A recent article in the American Banker asked the question “Is it OK for lending algorithms to favor Ivy League schools?” It begins by saying that much of the energy behind the fintech movement (to become chartered banks) comes from its promise of financial inclusion. Unfortunately, that is really not the goal of the fintech, aka alternative lender, movement—making money is. And what is the fintech plan for lending? It’s pretty simple actually. Here is the recipe: Take the inclusive element (credit risk data) out of the mix. Move instead to discover potential borrowers that can borrow big money (and pay it back) and inform your algorithms that where borrowers went to school—ah yes, especially the Ivy League schools—is key to propensity to pay and makes these borrowers good credit risks. Is this discrimination? You bet.
It is discrimination against the financially excluded. And it’s big time. The underbanked, who need these wealthier consumers to widen traditional lenders’ risk pools, instead lose good performing loans to alternative lenders. This makes it unlikely that marginal or unscorable borrowers will be able to access available credit. Not that regulated lenders have done a great job at financial inclusion—they haven’t—but it isn’t all their fault.
At least a good part of the blame has to go to the regulators that, post Dodd-Frank, have very often overridden bank inclusion initiatives with safety and soundness concerns (translation: too big to fail and the like). So what many traditional lenders have been doing is using their alternative data and algorithms to approve loans that have been declined by traditional credit scoring—in other words, they search for ways to include unscorables. Aite Group research among traditional lenders shows that the use of trended and alternative payments data to shore up traditional credit data has indeed improved inclusion rates and portfolio performance. This is a win-win for consumers who have been unable to secure access to credit at reasonable rates despite pristine recurring bill-payment records (e.g., telco bills).
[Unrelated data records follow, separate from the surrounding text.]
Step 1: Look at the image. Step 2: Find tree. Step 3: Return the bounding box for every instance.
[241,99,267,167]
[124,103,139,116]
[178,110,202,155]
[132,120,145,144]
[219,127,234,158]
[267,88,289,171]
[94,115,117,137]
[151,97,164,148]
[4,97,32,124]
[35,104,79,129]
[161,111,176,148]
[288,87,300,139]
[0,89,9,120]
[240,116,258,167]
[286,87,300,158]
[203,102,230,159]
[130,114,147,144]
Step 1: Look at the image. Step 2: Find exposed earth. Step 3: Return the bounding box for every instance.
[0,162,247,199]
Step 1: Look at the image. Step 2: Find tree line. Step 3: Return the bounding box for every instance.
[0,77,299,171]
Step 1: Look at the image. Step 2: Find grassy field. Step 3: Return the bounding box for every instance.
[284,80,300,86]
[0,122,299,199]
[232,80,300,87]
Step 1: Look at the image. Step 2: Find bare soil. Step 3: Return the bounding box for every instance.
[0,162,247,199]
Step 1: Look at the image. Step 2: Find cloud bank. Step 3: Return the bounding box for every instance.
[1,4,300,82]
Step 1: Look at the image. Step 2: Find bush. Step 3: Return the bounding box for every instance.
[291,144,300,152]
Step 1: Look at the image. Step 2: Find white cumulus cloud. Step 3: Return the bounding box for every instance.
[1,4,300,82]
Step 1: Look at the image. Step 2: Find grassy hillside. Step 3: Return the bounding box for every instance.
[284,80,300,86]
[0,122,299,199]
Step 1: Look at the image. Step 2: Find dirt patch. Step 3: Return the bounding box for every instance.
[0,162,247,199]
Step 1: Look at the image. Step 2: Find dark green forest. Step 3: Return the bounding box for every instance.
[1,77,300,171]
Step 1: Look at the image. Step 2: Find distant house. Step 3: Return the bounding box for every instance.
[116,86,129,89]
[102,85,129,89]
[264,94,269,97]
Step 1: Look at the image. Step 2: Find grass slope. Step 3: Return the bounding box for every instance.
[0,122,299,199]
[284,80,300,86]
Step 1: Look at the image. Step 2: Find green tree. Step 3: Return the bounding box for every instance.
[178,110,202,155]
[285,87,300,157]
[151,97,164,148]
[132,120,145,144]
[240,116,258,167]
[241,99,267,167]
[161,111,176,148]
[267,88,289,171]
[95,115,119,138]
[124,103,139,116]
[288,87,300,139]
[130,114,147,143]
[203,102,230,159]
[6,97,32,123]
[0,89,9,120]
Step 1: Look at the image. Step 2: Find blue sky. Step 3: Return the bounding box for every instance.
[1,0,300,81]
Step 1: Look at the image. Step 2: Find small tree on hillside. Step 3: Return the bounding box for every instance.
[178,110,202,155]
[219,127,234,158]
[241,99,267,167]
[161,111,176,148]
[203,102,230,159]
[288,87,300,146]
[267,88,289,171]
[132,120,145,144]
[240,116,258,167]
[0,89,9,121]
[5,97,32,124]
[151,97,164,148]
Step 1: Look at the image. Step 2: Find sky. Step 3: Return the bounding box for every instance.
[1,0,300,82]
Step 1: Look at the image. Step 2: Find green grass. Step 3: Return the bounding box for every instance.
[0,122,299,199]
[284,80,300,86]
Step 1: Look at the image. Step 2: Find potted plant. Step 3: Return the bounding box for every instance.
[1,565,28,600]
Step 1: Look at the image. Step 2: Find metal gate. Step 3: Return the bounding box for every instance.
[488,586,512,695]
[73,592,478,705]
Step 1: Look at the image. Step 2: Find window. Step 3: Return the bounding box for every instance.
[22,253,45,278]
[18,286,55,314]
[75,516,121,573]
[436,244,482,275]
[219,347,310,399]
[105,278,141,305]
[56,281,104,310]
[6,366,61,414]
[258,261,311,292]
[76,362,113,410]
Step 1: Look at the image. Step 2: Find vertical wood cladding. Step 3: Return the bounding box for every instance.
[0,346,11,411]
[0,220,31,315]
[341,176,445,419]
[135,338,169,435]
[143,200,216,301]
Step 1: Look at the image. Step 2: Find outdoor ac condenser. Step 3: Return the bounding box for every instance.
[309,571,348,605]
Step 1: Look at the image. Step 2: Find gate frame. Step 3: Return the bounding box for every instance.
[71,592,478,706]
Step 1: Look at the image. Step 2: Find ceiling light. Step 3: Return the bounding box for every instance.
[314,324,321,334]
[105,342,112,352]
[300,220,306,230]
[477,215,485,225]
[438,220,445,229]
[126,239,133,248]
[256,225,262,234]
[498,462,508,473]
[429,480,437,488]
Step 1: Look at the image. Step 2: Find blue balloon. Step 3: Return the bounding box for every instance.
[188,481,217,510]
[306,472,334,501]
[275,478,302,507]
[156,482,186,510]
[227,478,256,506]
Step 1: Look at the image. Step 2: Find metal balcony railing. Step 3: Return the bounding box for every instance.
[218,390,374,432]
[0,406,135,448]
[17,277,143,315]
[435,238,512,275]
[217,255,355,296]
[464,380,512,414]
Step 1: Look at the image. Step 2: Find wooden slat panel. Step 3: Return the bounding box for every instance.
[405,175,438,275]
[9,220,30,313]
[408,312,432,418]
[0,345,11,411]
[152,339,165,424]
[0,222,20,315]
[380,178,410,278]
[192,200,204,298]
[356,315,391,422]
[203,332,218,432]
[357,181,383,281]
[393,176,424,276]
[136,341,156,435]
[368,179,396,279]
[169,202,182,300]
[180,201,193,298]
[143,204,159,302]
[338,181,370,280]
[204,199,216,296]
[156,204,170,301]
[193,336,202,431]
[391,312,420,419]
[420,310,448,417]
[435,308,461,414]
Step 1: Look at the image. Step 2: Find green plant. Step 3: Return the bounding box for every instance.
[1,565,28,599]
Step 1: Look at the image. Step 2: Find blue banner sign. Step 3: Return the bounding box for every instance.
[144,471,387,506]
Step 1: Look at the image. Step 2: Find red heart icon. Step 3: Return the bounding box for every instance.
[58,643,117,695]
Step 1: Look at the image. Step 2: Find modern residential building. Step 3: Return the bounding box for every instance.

It is long past time that a regulatory agency looks into these fintech credit algorithms—in fact, the OCC probably should have done that before it decided to award fintech companies’ bank charters. The other key justification for fintech credit practices is built around the fact that traditional lenders do not have “machine learning”; therefore, their credit decisions are made by individual lenders and are more likely to be discriminatory. This, too, is a myth—rule- and case-based reasoning decision engines automated consumer lenders’ decision-making processes years ago. For many overly cautious traditional lenders that have long reverted to human rather than IT resources to manage exceptions and now anticipate a lending turnaround with an uptick in loan applicant volume, this fintech regulatory review could be just the call-to-action needed to justify updating policies and procedures, and could finally automate more than 35% of credit approvals.